Musings of Navigating The Finite remainder of life from Porchville, with the hope of a glimpse of The Infinite

Saturday, January 22, 2011

Sacrament or Hookup?

If you have read some of my previous posts, you may have come to the conclusion that I have a rather ennobled view of human sexuality.  Yes, I am going to speak of matters of the loins in this post.  If you find such subjects troubling, I would advise you to read no further.  If you find such subjects titillating, I would, again, advise you to read no further as you may find this rather boring.

So why do humans engage in sex?  Reproduction, of course.  Really?  I would submit that of the estimated 100 million couplings* that occur on the planet everyday, damn few are with the intention of reproduction.  If the purpose of sex is merely to reproduce, I think as a species that we could get the job accomplished without all the Sturm und Drang that seems to be associated with human sexuality.  The answer “reproduction” comes off like the reply "shelter" when asked what is the purpose of a home.  Yes, shelter indeed, but look how much more our homes mean to us than just shelter, or how much more a good meal can be than simply nutrition.    

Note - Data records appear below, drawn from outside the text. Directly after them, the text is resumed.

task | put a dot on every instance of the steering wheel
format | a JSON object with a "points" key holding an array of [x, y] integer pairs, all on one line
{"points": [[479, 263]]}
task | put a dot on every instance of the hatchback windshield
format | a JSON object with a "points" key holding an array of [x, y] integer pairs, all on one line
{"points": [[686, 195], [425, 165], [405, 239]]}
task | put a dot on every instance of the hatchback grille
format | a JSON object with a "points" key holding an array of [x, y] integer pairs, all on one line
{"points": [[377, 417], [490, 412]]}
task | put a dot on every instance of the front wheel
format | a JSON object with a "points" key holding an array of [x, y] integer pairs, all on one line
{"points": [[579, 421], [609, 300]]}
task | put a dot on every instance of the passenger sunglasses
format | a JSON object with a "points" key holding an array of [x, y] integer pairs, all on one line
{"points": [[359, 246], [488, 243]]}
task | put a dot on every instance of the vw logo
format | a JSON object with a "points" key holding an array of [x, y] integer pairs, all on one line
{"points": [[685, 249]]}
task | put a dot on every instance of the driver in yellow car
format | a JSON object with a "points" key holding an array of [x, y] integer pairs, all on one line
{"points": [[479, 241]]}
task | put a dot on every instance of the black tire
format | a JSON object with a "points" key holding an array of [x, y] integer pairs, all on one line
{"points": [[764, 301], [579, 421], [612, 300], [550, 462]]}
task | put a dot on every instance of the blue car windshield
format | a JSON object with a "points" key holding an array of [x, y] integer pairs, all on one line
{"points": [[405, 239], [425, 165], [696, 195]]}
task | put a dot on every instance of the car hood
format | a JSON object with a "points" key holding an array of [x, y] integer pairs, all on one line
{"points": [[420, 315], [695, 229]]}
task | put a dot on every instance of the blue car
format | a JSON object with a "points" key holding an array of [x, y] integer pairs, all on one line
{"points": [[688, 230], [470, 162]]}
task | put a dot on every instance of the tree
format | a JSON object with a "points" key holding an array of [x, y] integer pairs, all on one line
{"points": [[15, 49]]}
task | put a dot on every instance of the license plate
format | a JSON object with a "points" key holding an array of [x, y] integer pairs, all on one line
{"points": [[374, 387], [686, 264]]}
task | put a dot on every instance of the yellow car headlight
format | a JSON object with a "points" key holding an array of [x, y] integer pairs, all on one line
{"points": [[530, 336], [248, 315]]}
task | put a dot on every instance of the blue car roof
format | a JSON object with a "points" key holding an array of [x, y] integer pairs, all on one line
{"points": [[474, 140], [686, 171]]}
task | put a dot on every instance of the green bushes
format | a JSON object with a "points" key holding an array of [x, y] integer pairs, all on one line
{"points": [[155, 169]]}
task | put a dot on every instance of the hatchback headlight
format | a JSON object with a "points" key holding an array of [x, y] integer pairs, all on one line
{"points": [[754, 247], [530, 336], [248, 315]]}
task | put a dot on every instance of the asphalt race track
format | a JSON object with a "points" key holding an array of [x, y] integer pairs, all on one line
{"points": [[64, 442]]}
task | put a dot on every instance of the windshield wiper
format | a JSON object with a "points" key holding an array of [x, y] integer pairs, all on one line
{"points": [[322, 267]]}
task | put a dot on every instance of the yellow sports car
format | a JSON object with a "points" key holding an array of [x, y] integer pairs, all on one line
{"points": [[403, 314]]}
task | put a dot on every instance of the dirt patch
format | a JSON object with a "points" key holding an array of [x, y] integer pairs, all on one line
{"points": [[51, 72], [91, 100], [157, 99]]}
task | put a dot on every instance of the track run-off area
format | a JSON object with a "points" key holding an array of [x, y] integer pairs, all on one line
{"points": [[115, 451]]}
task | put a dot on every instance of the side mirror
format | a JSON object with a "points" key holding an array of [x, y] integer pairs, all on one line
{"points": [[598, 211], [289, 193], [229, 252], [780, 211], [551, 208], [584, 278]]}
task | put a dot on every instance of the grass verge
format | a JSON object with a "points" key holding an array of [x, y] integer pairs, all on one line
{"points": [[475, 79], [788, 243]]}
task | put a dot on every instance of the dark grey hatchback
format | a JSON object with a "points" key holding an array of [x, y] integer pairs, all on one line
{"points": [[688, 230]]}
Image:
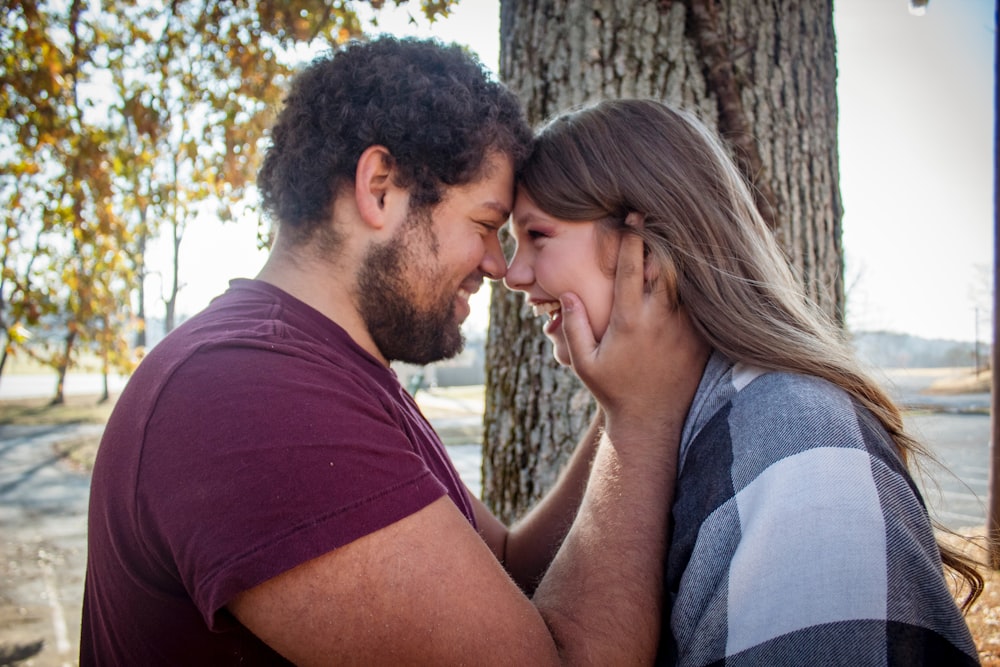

My personal view of sex is that the primary purpose is reproduction but that primary purpose has been shoved to a very distant outlier for human beings.  I feel that sex fulfills a number of human needs and by the virtue of the importance of those needs to us, reproduction ends up being a distant purpose at best, yet one that constantly lurks in the back ground…which be no doubt will jump to the top of the list if a couple is careless.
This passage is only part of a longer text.